Garum, Rome's Fermented Fish Sauce That Never Left
Ancient Rome's most common condiment was rotted fish. Its modern descendants are still in your kitchen.
Roman cookbooks mention garum more often than salt. The 1st-century cookbook attributed to Apicius calls for it in nearly every savory recipe — the fish sauce functioned as a universal seasoning, the way salt and soy sauce share duties today. It was made by layering fish (often mackerel or anchovies) with salt in large clay vats and leaving them in the sun to ferment for months. The resulting liquid was strained and bottled in amphoras stamped with producer names and quality grades.
Archaeologists have identified production facilities, called cetariae, along the coastlines of modern Portugal, Spain, Morocco, and southern France. Pompeii alone had multiple cetariae when Vesuvius buried it in 79 CE. The amphoras recovered from the site include product labels: one reads "liquamen optimum," literally "best fish sauce" — the Roman equivalent of a premium product designation.

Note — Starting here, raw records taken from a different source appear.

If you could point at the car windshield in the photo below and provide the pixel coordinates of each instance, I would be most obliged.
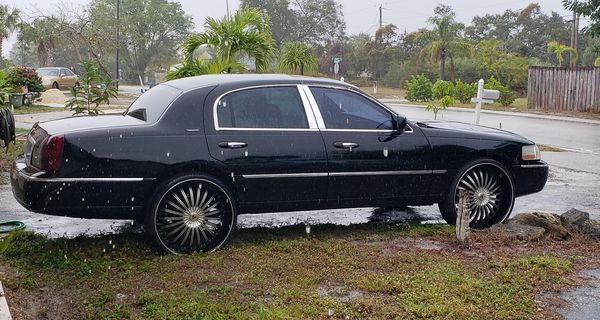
(47, 72)
(152, 103)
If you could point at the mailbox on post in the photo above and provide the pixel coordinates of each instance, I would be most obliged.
(483, 96)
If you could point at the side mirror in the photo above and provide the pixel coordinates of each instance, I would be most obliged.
(399, 123)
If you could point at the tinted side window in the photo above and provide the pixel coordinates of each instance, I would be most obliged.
(269, 107)
(151, 105)
(343, 109)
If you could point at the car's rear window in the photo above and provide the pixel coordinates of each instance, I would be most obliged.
(153, 103)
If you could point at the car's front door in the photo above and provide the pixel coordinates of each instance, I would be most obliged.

Garum's intensity comes from glutamates released as fish proteins break down. It added savory depth without tasting particularly fishy in small quantities — the same reason a few dashes of Worcestershire sauce or a squeeze of anchovy paste transforms a dish without making it taste of fish.
The direct line from garum runs through colatura di alici, a Campanian anchovy sauce still produced in the town of Cetara (the name is not a coincidence) by hanging salted anchovies in chestnut barrels and collecting the drip. Worcestershire sauce, developed by Lea & Perrins in 1837, uses fermented anchovies as its base. Southeast Asian fish sauces replicate the same chemistry through the same basic method. Garum never went away. It just stopped being called that.